Self-Portrait in the Zone of Silence, by the renowned Mexican writer Homero Aridjis, is a brilliant collection of recent poems. Aridjis seeks spiritual transformation through encounters with mythical animals, family ghosts, Mexico’s oppressed, female saints, writers like Jorge Luis Borges and Philip Lamantia, and naked angels in the metro. We find tributes to Goya and Heraclitus, denunciations of drug traffickers and political figureheads, and unforgettable imagined landscapes. As Aridjis himself writes, “A poem is like a door /we’ve never passed through.” Now past eighty, Aridjis reflects on the past and ponders the future. “Surrounded by light and the warbling of birds,” he writes, “I live in a state of poetry, because for me, being and making poetry are the same.”
Contemporary Mexican-Greek poet, novelist, columnist, diplomat and environmental activist.
Aridjis’ work casts a beguiling spell that blurs the line between dreaming and waking.
— Chard deNiord, Harvard Review
Self-Portrait in the Zone of Silence brings poet-translator George McWhirter’s adept English to the service of a great world-poet, Homero Aridjis. The book’s enchanting variety of tones and subjects expresses a rounded human being engaged with our total experience, from the familial to the political, from bodily sensations to dream, vision, philosophic thought, and history, from hope to foreboding. A keynote is the sense of a person speaking with us plainly and yet from kinship with a light that bathes, and springs from, each thing.

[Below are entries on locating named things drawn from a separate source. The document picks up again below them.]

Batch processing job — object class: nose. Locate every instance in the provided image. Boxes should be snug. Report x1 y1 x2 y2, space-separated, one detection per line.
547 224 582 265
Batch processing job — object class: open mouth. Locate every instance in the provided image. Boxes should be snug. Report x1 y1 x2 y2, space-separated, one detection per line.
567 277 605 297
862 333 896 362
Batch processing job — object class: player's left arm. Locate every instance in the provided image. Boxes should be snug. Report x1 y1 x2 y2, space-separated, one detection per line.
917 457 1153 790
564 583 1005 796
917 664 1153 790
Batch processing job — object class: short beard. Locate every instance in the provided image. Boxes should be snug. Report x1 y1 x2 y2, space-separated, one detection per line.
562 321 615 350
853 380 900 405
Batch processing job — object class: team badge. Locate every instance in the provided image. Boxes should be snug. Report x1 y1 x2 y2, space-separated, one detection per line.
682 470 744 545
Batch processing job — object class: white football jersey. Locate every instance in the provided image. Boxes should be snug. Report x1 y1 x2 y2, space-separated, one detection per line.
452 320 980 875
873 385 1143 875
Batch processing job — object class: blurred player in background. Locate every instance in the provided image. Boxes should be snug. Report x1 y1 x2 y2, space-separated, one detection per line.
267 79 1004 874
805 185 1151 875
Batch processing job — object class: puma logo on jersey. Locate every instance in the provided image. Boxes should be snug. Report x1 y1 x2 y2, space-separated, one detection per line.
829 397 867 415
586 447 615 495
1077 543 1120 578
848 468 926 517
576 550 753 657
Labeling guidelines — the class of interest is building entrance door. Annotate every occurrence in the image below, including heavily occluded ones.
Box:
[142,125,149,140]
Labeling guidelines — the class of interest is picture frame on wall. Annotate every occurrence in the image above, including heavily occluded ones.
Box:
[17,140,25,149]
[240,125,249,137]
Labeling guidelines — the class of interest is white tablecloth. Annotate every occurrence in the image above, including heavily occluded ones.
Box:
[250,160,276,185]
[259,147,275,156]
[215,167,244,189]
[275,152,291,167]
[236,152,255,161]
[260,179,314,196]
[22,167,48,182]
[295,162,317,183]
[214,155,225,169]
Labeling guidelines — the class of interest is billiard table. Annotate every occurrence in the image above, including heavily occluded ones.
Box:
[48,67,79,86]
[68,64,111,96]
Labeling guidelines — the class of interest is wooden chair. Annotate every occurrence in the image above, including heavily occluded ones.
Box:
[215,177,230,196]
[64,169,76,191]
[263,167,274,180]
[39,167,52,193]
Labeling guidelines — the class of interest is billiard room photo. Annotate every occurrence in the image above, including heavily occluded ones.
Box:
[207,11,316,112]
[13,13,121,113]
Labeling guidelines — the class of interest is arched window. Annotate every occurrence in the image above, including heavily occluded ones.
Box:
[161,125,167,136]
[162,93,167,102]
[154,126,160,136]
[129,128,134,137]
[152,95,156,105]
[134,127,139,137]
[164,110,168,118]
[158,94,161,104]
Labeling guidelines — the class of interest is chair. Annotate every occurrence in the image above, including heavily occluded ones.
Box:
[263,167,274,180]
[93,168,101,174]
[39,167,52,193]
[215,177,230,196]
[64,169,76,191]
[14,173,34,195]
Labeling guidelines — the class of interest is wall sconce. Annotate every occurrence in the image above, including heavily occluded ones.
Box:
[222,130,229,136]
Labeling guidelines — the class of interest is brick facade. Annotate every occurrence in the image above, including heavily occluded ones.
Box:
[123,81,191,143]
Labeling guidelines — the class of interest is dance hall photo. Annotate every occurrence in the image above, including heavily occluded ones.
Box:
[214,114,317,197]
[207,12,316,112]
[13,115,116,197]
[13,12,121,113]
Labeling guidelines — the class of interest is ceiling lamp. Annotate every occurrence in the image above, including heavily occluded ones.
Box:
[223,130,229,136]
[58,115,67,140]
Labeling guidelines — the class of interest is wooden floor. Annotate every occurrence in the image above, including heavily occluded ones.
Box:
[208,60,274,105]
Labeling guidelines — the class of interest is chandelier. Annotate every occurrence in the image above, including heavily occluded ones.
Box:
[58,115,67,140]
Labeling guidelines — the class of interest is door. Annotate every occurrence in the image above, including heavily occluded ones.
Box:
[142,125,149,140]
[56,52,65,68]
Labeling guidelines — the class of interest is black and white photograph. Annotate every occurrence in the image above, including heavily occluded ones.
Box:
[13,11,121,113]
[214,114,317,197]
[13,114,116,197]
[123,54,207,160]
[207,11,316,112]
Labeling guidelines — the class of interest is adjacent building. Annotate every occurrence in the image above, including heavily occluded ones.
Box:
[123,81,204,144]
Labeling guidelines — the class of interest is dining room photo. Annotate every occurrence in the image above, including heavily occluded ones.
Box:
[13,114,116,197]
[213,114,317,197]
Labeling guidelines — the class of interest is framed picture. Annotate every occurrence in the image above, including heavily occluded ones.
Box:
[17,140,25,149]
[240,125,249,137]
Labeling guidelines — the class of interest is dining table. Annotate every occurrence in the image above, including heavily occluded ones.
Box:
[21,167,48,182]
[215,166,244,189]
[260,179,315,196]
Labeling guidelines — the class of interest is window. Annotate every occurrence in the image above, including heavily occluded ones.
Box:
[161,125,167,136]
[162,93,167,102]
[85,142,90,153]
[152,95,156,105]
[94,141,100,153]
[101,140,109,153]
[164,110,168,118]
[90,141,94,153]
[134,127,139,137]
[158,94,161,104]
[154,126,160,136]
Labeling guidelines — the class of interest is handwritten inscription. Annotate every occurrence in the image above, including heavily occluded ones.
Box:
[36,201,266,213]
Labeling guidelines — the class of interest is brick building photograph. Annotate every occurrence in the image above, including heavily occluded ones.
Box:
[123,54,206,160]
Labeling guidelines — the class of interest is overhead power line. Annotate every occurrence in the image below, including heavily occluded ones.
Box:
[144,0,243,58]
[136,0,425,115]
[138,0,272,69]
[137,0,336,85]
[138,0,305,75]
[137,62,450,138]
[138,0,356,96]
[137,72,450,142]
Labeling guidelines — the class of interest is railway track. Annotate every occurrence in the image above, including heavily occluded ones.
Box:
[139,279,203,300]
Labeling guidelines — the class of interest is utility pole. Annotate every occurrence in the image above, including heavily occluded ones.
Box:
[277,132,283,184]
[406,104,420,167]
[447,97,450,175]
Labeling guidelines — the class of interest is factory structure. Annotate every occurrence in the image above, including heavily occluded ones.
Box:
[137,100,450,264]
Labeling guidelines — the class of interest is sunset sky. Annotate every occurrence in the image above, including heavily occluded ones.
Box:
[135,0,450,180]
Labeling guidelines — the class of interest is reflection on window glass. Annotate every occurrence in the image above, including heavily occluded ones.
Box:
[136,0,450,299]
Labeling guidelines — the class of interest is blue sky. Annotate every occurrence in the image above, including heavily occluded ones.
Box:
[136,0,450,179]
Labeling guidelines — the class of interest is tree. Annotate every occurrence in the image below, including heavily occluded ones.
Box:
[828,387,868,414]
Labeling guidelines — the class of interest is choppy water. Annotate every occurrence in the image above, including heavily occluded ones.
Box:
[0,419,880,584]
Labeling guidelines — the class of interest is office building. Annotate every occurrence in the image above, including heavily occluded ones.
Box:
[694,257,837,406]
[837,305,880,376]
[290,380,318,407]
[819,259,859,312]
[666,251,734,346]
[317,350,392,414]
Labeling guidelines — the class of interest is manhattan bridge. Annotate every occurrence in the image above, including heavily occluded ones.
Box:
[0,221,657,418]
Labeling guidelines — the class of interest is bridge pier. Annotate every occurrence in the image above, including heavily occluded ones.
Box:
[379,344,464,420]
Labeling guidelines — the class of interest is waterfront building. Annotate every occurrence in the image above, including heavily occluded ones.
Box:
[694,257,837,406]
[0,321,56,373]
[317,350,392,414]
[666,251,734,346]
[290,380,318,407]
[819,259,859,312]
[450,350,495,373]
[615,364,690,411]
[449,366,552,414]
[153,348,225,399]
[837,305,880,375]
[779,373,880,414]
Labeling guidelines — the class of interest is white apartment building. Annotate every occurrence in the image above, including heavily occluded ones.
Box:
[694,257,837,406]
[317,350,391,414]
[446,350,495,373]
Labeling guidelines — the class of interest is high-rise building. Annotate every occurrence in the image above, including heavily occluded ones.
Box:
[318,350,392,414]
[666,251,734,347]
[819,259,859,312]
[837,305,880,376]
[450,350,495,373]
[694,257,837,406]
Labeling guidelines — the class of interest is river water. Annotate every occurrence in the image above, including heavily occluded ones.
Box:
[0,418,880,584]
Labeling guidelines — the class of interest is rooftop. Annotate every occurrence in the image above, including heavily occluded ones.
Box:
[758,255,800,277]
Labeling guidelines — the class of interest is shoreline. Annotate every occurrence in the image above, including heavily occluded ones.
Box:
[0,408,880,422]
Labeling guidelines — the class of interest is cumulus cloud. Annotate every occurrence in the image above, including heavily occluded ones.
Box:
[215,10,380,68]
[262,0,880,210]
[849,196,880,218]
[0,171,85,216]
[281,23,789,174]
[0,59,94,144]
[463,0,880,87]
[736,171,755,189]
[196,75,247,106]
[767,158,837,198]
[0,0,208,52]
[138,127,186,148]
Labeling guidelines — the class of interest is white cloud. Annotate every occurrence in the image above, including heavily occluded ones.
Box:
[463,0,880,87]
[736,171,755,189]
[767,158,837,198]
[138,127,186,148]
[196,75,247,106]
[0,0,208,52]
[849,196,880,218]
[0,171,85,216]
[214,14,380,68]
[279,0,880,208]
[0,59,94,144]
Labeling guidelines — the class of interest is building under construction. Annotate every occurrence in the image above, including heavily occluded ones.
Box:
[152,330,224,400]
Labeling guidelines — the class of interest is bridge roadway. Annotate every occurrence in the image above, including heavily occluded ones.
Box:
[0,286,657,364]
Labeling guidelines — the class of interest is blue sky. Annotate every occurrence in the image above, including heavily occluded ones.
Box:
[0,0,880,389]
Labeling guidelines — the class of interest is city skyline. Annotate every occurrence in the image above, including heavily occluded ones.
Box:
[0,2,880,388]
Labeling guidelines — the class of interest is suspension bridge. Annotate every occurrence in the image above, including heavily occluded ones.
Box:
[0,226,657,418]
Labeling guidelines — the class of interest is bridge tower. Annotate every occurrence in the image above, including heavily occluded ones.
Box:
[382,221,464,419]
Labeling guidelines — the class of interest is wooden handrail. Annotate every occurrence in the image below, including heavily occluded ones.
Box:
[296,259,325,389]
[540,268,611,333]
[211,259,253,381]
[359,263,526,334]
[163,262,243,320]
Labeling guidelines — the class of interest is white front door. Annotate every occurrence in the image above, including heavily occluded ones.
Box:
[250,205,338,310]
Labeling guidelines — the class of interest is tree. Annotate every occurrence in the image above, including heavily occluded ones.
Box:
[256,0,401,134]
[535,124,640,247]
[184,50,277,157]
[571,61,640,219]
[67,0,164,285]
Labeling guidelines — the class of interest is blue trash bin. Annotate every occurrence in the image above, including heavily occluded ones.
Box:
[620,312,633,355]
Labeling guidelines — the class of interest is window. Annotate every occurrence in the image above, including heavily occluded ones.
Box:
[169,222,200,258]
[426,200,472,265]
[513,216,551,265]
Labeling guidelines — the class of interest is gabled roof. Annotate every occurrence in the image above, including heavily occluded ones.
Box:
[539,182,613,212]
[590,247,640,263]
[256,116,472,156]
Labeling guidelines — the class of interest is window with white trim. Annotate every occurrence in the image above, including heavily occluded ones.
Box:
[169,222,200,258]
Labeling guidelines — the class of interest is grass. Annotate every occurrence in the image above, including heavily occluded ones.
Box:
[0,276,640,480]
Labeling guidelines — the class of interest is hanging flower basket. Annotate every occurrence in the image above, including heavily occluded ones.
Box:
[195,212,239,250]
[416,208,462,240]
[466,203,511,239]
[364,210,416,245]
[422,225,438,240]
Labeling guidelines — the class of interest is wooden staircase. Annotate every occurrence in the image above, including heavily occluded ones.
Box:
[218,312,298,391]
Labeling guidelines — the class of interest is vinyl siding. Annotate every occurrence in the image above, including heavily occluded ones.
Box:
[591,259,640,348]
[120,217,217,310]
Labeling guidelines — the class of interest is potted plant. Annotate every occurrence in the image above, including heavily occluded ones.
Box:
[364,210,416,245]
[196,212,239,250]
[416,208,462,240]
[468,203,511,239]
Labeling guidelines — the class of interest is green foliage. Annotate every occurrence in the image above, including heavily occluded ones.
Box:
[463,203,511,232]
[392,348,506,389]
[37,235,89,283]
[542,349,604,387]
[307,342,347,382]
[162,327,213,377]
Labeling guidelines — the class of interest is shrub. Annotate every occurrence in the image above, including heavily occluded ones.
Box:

— judges’ citation, 2024 Griffin Poetry Prize
A great flame passes through the words, the poetry, of Homero Aridjis, who sets reality alight in images that at once illuminate and consume it, making life a sister of dream. Homero is a great poet; our century has great need of him.
— Yves Bonnefoy
In his vast oeuvre, Aridjis has produced many works that confront apocalyptic times.